Israeli military police barred from searching soldiers’ phones without warrant
Israeli military police will no longer be able to subject a soldier’s phone to a laboratory search without a warrant, even with consent, the country’s Military Court of Appeals has ruled.
Sunday’s ruling upheld an appeal filed by an Israel Defense Forces (IDF) soldier who was convicted of helping a fellow soldier obtain drugs based on evidence found in a search of his phone.
The soldier had agreed to have his phone examined, but the appeals court deemed the search to be illegal, and overturned the conviction, Haaretz reported.
The ruling puts an end to searching soldiers’ phones without a warrant, which was previously allowed as long as consent was given.
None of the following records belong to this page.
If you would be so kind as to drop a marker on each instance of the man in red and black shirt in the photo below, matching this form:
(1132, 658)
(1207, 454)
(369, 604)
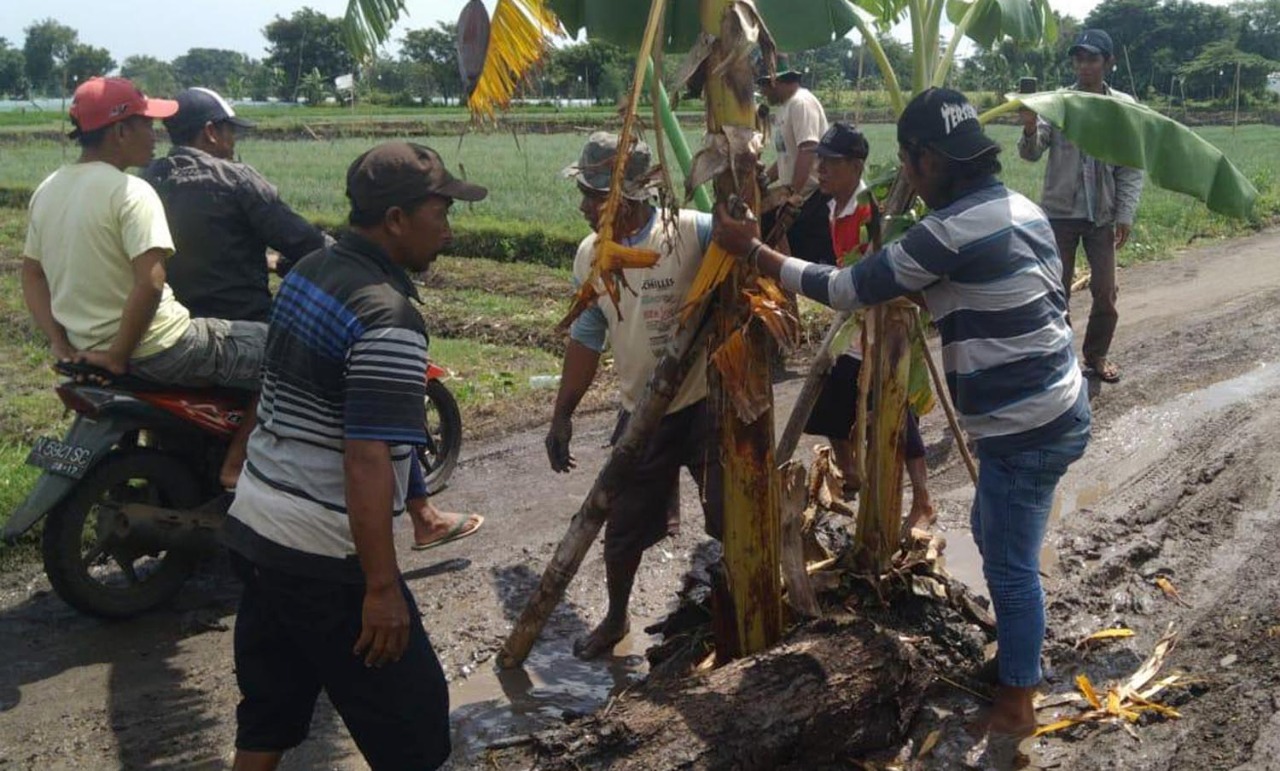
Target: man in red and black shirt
(841, 156)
Cellphone laboratories can provide access to a large range of cell phone data – including that previously deleted by the user.
However, military police have forced some soldiers to give consent by threatening to confiscate their phones or indict them, Haaretz reports.
Of the more than 2,200 phone searches conducted by military police each year, some 80 percent are typically done without a warrant, according to information obtained under the Freedom of Information Act by Adi Rittigshtain Eisner, the military defense attorney that filed the appeal.
Eisner welcomed Sunday’s appellate court ruling, saying it “defends the rights of soldiers and suspects.”